116. Conservation of Structure and Dynamic Behavior in Triazine Macrocycles with Opportunities for Subtle Control of Hinge Motion. Patterson-Gardner, C. J.; Pan, H.; Janesko, B. G. Simanek, E. E. Org. Biomol. Chem. 2025 In press.
Modifying the backbone of 24-atom macrocycles allows tailoring of physical properties (octanol–water partition coefficients, log P) while conserving both conformation and the barrier to dynamic, hinge-like motion. Structure is determined by 1D and 2D NMR spectroscopy. The barrier can be subtly tuned by modifications that appear to preclude fully revolute motion and efficient π-stacking of the two subunits. The log P values increase as expected across this series, and the correlation between computed and observed values reinforces the belief of common structure and behavior across this class of macrocycles.
115. Installation of an Indole on the BRCA1 Disordered Domain Using Triazine Chemistry. Claton, L. E.; Baker, C.; Martin, H.; Dzyuba, S. V.; Zaman, K.; Prokai, L.; Stewart, M. D.; Simanek, E. E. Biomolecules 2024 In press.
The functionalization of protein sidechains with highly water-soluble chlorotriazines (or derivatives thereof) using nucleophilic aromatic substitution reactions has been commonly employed to install various functional groups, including poly(ethylene glycol) tags or fluorogenic labels. Here, a poorly soluble dichlorotriazine with an appended indole is shown to react with a construct containing the disordered domain of BRCA1. Subsequently, this construct can undergo proteolytic cleavage to remove the SUMO-tag: the N-terminal poly(His) tag is still effective for purification. Steady-state fluorescence, circular dichroism spectroscopy, and isothermal titration calorimetry with the binding partner of BRCA1, PALB2, are used to characterize the indole-labeled BRCA1. Neither the reaction conditions nor the indole-tag appreciably alter the structure of the BRCA1. Mass spectrometry confirms that the target is modified once, although the location of modification cannot be determined by tandem mass spectrometry with collision-induced dissociation due to disadvantageous fragmentation patterns.
114. Impact of Solvent and Protonation State on Rotational Barriers in [s]-Triazines. Claton, L. E.; Simanek, E. E. J. Org. Chem. 2024, 89, 5480-5484.

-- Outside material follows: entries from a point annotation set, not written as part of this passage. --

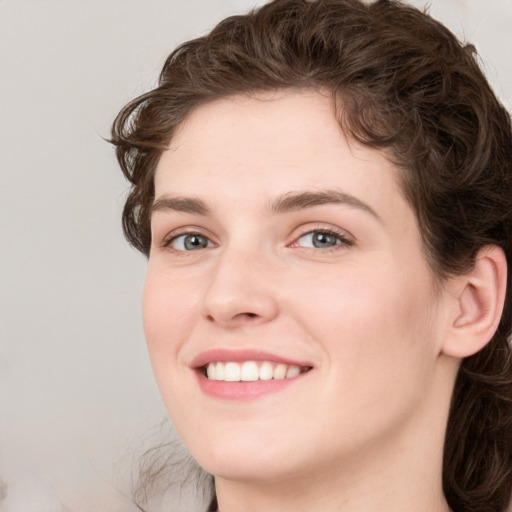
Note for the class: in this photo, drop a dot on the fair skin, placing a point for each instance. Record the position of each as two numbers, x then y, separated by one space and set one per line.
277 241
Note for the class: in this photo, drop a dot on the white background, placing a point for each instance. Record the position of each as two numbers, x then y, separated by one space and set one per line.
76 389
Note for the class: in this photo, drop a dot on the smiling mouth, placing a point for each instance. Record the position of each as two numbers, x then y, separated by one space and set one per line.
250 371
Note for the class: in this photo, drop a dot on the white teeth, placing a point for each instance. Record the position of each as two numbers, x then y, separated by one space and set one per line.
232 372
249 371
280 371
266 371
292 371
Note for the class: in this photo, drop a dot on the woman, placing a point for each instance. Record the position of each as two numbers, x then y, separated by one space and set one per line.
324 192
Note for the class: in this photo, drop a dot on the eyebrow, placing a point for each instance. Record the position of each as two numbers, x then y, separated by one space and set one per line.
291 201
181 204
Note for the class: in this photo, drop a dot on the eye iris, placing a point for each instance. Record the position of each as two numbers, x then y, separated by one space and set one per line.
324 240
193 242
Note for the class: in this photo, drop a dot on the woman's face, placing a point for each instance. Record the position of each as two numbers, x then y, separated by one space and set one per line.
282 250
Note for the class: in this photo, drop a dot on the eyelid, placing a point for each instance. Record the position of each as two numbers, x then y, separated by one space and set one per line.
345 238
189 230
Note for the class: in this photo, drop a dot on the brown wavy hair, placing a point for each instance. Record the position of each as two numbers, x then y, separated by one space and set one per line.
402 82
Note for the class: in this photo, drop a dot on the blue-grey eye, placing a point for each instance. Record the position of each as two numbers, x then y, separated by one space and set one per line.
319 240
190 242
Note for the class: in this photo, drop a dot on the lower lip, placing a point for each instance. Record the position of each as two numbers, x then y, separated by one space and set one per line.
244 390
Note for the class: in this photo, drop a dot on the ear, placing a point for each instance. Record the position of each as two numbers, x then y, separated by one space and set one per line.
478 303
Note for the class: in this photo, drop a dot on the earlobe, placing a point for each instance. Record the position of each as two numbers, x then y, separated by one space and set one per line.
479 304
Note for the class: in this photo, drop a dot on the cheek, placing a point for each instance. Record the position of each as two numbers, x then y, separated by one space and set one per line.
375 330
169 313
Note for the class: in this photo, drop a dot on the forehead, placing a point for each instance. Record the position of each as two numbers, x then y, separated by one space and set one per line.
272 137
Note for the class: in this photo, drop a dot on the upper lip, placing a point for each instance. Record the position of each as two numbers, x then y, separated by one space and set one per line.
240 355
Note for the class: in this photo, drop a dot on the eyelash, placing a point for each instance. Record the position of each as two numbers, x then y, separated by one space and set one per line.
340 236
344 241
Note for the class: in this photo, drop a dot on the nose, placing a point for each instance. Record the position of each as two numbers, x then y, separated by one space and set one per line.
240 291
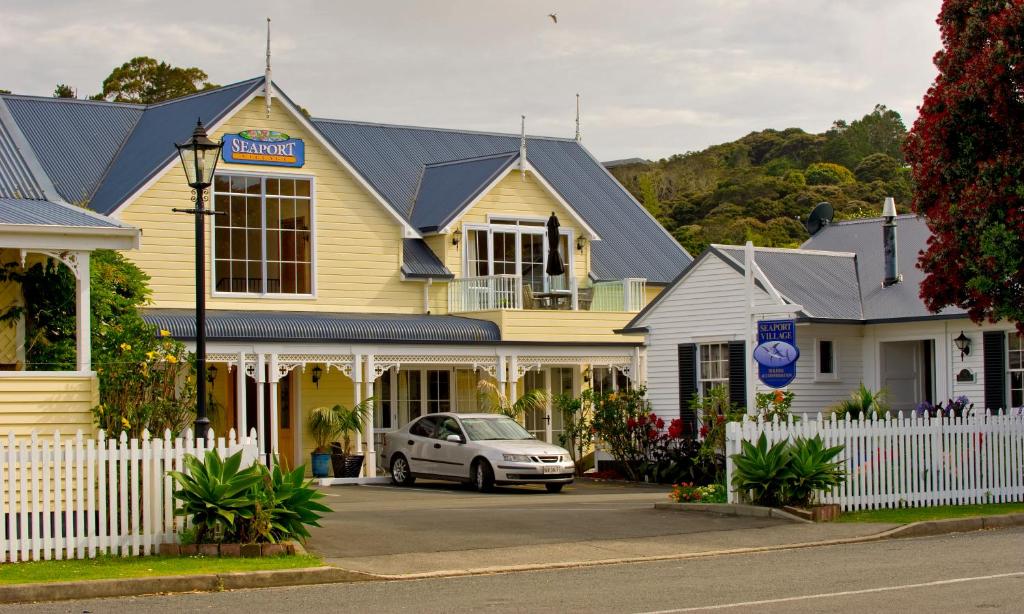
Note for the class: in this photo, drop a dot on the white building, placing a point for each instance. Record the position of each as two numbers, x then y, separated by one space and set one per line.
852 327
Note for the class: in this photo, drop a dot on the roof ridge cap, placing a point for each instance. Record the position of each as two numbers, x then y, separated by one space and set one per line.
437 129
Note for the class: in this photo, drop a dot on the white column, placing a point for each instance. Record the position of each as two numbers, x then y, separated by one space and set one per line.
260 395
82 311
241 415
357 392
273 377
368 429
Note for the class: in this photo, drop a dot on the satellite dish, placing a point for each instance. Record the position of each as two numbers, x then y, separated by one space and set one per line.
820 217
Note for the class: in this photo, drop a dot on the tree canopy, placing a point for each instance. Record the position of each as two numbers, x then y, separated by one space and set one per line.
756 187
966 158
144 80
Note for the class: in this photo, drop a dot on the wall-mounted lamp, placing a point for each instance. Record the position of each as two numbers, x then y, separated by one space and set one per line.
963 344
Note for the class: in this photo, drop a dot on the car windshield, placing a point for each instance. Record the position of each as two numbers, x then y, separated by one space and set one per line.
497 428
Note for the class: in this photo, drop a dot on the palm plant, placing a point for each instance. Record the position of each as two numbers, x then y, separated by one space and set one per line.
325 426
493 399
215 493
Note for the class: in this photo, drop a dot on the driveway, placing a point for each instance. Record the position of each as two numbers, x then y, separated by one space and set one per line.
436 528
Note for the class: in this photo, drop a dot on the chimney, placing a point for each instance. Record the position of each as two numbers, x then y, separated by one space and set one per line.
889 244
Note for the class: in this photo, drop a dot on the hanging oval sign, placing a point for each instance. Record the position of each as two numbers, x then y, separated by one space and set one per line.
776 354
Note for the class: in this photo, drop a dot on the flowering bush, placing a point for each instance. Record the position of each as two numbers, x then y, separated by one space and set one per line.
686 492
958 407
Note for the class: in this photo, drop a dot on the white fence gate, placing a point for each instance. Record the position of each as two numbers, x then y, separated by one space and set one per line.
908 462
76 497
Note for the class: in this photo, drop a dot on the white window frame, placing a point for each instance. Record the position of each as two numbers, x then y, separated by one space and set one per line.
312 238
818 376
1010 371
518 229
716 381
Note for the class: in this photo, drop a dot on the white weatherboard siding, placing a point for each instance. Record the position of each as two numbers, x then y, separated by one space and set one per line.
708 307
813 394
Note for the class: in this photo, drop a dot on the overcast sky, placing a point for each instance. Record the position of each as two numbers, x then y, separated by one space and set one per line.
656 77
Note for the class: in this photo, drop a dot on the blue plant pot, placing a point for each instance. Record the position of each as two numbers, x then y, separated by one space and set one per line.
321 464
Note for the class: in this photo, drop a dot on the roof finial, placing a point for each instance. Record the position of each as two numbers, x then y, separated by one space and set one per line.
522 149
579 136
266 77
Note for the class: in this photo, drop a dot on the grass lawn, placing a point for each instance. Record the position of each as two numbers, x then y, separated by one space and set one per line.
907 515
108 568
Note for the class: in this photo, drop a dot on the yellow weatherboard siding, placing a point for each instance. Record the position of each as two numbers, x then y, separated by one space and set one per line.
47 402
513 198
357 243
566 326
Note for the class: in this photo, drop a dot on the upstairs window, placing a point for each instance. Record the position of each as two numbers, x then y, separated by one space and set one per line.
262 235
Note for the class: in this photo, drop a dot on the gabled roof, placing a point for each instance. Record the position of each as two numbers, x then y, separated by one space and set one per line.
130 144
420 262
837 274
448 187
633 244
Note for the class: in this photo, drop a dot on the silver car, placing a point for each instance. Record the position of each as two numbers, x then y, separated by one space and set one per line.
483 449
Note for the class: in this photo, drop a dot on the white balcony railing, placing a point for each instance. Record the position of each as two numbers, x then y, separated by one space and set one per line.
506 292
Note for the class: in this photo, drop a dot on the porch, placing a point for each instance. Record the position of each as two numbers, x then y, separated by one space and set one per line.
488 293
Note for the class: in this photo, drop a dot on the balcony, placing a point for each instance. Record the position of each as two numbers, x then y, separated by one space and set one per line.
498 293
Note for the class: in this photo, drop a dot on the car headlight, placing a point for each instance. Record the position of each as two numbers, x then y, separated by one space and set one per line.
517 457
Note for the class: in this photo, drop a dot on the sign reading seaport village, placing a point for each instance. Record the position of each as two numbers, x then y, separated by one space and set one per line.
776 353
266 147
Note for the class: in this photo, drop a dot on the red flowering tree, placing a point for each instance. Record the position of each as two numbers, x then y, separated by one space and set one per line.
967 159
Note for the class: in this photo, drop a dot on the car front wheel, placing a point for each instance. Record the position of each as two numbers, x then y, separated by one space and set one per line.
400 473
483 476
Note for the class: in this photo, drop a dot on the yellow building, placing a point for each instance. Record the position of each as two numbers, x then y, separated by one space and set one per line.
349 260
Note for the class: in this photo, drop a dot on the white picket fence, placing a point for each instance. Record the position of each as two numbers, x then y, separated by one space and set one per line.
908 462
76 497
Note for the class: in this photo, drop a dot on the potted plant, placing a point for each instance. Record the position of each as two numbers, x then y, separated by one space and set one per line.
324 427
350 422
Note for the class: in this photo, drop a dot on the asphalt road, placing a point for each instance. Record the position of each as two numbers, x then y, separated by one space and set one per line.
982 571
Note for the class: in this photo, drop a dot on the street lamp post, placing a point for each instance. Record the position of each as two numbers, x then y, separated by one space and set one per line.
199 158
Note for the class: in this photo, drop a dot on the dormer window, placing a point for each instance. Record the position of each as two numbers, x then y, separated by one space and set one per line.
262 235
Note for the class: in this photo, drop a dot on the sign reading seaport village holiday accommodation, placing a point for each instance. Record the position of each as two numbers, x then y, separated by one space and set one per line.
776 353
267 147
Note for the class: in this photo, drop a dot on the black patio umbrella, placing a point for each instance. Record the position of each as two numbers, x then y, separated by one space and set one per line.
555 266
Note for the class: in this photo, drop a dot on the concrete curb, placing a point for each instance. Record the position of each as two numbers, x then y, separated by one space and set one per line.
12 594
734 510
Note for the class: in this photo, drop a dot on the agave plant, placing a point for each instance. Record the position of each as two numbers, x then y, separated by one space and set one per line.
288 503
763 472
494 399
814 469
215 493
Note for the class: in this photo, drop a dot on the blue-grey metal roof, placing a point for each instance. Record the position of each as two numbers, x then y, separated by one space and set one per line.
16 180
74 140
44 213
151 144
864 238
445 188
633 245
419 261
825 284
325 327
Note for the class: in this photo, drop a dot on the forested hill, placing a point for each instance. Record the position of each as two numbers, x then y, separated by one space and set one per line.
755 188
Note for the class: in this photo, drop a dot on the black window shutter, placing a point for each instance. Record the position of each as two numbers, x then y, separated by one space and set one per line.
687 386
994 348
737 374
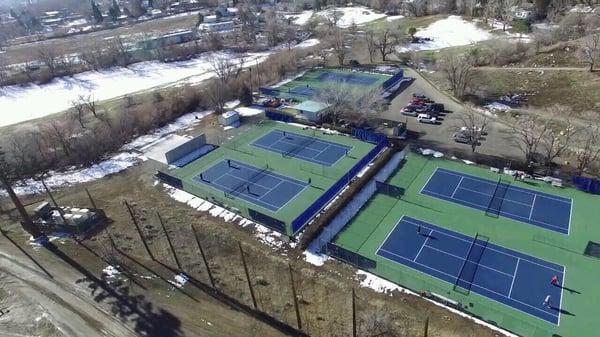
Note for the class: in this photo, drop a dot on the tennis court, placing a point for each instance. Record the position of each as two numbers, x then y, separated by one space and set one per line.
258 186
348 78
517 280
307 148
500 198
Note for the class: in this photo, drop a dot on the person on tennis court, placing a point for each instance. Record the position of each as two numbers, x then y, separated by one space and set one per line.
547 301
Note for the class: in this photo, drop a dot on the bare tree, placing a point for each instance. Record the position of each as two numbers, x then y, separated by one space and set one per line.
216 93
225 69
458 71
589 52
385 39
49 56
337 38
4 72
528 132
588 148
78 112
371 44
559 136
473 126
346 102
333 18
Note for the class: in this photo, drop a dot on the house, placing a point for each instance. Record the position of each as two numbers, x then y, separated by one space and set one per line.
310 110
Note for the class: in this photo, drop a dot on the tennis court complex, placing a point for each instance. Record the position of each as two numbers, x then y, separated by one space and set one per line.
312 149
474 264
500 198
488 244
275 173
310 84
256 185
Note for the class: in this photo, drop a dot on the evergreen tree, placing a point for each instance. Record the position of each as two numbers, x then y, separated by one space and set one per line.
96 13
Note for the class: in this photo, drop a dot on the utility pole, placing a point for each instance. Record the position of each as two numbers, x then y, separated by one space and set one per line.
5 181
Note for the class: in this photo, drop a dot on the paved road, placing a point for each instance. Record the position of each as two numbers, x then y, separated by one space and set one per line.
498 142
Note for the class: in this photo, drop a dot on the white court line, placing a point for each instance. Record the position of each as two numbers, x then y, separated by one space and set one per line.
532 206
474 285
516 188
467 261
423 246
476 206
487 247
457 186
492 195
514 277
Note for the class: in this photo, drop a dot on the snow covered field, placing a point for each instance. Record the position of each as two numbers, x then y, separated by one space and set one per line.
357 15
22 103
450 32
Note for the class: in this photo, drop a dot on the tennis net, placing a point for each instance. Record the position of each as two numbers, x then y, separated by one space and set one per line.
494 207
296 149
465 276
232 193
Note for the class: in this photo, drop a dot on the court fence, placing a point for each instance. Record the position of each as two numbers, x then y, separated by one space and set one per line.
349 256
278 116
393 80
325 198
389 190
266 220
588 185
169 180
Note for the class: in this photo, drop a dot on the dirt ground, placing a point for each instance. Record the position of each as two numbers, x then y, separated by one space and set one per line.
60 291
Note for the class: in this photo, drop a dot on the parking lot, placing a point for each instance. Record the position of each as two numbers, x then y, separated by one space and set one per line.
497 142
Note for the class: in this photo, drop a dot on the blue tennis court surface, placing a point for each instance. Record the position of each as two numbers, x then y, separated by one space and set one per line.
307 148
536 208
503 275
349 78
255 185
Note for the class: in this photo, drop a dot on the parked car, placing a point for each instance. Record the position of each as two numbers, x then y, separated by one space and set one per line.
460 137
426 118
437 107
409 112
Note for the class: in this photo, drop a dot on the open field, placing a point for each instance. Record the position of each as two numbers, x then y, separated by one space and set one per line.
368 232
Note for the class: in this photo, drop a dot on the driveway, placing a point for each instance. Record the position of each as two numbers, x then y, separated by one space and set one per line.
499 141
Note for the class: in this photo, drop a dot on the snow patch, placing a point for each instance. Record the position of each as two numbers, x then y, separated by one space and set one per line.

Amine-substituted [s]-triazines display hindered rotation about the triazine-N bond. For neutral triazines, this barrier has been measured to be between 15.1-17.7 kcal/mol depending on triazine substitution. However, the impact of solvent and protonation state was not addressed. Using a dimethylamine substituent as a reporter, the barrier to rotation upon protonation was measured to be 17.9 – 19.3 kcal/mol across a range of solvents (D2O, DMSO-d6, MeCN-d3, MeOD-d4, tetrahydrofuran-d8, trifluoroethanol-d3). The barrier increases as solvent dielectric decreases, a trend consistent with the role that solvent plays on stabilizing the charged heterocyclic ring. Barriers for the neutral molecule are smaller by ~ 3kcal/mol, ranging from 14.7 – 16.1 kcal/mol. The smallest barriers were recorded in polar protic solvents, an observation that could be attributed to hydrogen bonding with the reporter leading to a shift from sp2 to sp3 character of the triazine-N bond.